“Two-Minute Tuesdays” are a series of micro-stories written in two five minutes or less. Consider them “public practice,” like shooting free throws in the park. Prompts are supplied at the bottom in case you want to try your own hand at one of them.
“We can repair this.”
I stifled a laugh. Jeremy—sorry, not Jeremy, Officer Burgess—was staring down at the remains of a doll, smashed beneath the wheels of a patrol car. He’d somehow managed to destroy not only the doll, but also every single one the doll’s accessories, flattening a set tiny of metal silverware and shattering a bowl that now looked like a crushed skittle. The whole setup was now a pink plastic pancake in the gutter, a melted flesh soup waiting for plastic scavengers to come across it and suck up little Betty or Barbie or Belinda with a straw. Only the obvious tread marks ruined the impression.

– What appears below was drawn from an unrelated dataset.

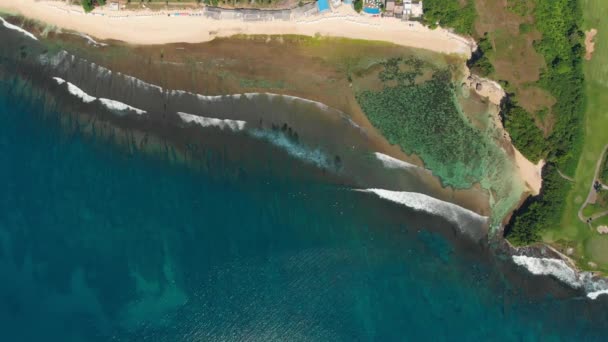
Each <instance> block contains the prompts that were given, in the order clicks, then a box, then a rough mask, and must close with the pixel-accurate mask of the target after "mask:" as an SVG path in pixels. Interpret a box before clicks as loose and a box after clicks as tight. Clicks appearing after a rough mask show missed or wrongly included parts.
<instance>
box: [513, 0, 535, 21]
mask: <svg viewBox="0 0 608 342" xmlns="http://www.w3.org/2000/svg"><path fill="white" fill-rule="evenodd" d="M530 2H532V1H530V0H507V9H508V10H509V11H511V12H513V13H515V14H517V15H520V16H522V17H523V16H526V15H528V14H529V13H530V6H529V3H530Z"/></svg>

Beatrice’s owner stood on the curb, her lips curled in an imitation of her doll’s death grimace and an uncontrollable onslaught of brief already crashing down, about to engulf passerby and parent alike in a tsunami of tears. They would know her pain, dammit, she would make them feel the death of her child like it was their own.
All of them except for me, that is. Fuck dolls. I’m not about to get brainwashed into spawning, unlike my mom. Look how she turned out.
They used to give me dolls as a kid, you know. I’d bite and tear at them around the neck, starting right where the jaw met the cheek, until their heads came off, and it got a lot easier when you made it about halfway through and it would all flop back away from the torso completely. You can’t eat the plastic flesh, unfortunately, but you’d be amazed at how much doll clothing you can eat in a day when you take it one thread at a time. The hair was trickier, as it tickled my throat going down, but I give it credit for teaching me how to control my gag reflex. Most eyes come off, too, if you really work at them, and they’re not too big to pass.
Like I said. They stopped giving me dolls.